GEDCOM FIle Usage Primer

From the project page:

Isn't that what GEDCOM is for?

Sort of. According to Wikipedia, gedcom is an open de facto specification for exchanging genealogical data between different genealogy software. GEDCOM was developed by The Church of Jesus Christ of Latter-day Saints (LDS Church) as an aid to genealogical research.

The problems with GEDCOM are:

  • It is controlled by one group - the LDS Church. Nothing against them, or their support of GEDCOM, but it is "their" standard and not able to be extended/adapted by others, at least not easily
  • GEDCOM was developed in 1984 and last updated in 1996. Things in the technology and genealogy worlds have changed since then, but GEDCOM has not.
  • The standard itself is extremely dense and academic. Writing a fully GEDCOM-compliant parser is difficult. No two software products currently on the market read/write GEDCOM exactly the same way, and trying to import a GEDCOM file exported from one program into another program will result in lost data, often without advance warning.
  • The GEDCOM specification defines a minimum set of attributes.

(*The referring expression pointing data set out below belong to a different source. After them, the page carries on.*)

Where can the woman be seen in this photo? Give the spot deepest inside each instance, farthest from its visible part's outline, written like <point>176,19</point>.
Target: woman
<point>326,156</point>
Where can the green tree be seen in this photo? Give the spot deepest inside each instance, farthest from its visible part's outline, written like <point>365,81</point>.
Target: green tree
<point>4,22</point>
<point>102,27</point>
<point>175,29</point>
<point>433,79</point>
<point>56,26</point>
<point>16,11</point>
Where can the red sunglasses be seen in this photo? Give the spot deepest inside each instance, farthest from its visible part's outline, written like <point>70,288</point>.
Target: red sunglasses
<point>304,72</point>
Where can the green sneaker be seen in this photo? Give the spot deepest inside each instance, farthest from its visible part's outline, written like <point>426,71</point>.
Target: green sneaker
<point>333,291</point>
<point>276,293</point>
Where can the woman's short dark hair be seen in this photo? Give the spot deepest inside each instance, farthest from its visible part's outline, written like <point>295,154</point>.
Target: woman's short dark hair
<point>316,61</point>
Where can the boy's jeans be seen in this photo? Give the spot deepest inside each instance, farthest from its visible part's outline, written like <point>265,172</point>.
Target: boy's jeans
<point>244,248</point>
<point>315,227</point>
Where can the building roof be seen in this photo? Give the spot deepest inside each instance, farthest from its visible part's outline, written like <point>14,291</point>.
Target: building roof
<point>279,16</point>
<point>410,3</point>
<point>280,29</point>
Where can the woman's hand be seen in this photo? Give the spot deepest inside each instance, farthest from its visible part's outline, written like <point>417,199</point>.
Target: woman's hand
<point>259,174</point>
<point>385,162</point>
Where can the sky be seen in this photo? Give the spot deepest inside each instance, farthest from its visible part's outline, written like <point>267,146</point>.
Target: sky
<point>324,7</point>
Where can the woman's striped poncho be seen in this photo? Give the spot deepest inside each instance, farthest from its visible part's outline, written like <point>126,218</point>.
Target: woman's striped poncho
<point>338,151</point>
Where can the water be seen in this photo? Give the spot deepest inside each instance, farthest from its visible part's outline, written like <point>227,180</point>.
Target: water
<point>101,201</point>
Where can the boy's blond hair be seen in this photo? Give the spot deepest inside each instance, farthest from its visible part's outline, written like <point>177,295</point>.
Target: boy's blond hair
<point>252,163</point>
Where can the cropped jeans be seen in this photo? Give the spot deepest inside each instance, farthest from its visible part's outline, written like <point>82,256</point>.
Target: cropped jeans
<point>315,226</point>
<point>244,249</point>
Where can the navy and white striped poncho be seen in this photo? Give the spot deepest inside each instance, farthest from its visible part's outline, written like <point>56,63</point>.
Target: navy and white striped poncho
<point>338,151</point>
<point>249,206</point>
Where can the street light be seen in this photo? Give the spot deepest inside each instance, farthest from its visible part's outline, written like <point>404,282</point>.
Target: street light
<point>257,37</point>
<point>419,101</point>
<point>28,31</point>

It does not support all of the data and features added to popular genealogy programs.
  • Various attempts to update GEDCOM (primarily v6, and GEDCOMX) suffer from most of these same problems.
  • GEDCOM is based on old EDI (Electronic Data Interchange) schemas.

1 Answer

+2 votes

While I agree with the basics of your reply taken from the Rosetta page, that the GEDCOM concept is old, Rosetta is a hub and spoke system of standardizing data transference across a shared system where the databases of said system are of different platforms, ex: DB2, SQL variants, Oracle, et al.  It is a centralized  means of incorporating various databases into one cohesive whole.

From Rosetta:

Rosetta is designed as a hub-and-spoke model where a common, open/extensible storage format forms the hub, and pluggable connectors to each supported application act as the spoke. Each application-specific plugin is tasked with handling the work necessary to Import and Export directly to the databases involved. My italics.

If Rosetta can get the pay for use sites, Ancestry, MyHeritage, FindMyPast, etc and the free sites or almost free, Geni, WIkiTree, Family Search, etc, to permit a plug-in application to have direct and unencumbered access to their proprietary databases, good luck to them.

A GEDCOM file is exactly that, a file.  It is not a separate database.  It is a means of transferring data from one site/program to another in a standardized format.  Is it perfect, no.  Does it work, mostly yes.  Does a new standard  need to be created as the computing world progresses, yes.  Is the Rosetta standard it, not at this time.  A nice dream, but given the legal constraints of the ownership of the various genealogy databases in this day and age, no.

To paraphrase Lincoln, you can't be all things to all people at all times.

answered by LJ Russell G2G6 Mach 6 (66.8k points)
"A GEDCOM file is exactly that, a file.  It is not a separate database."

This is true, of course, but there are nevertheless programs out there that offer a GEDCOM look and feel, and therefore appear to the user as if using GEDCOM as their database.

Direct editing of INDI records is supported by LifeLInes, PHPGedView, WebTrees etc.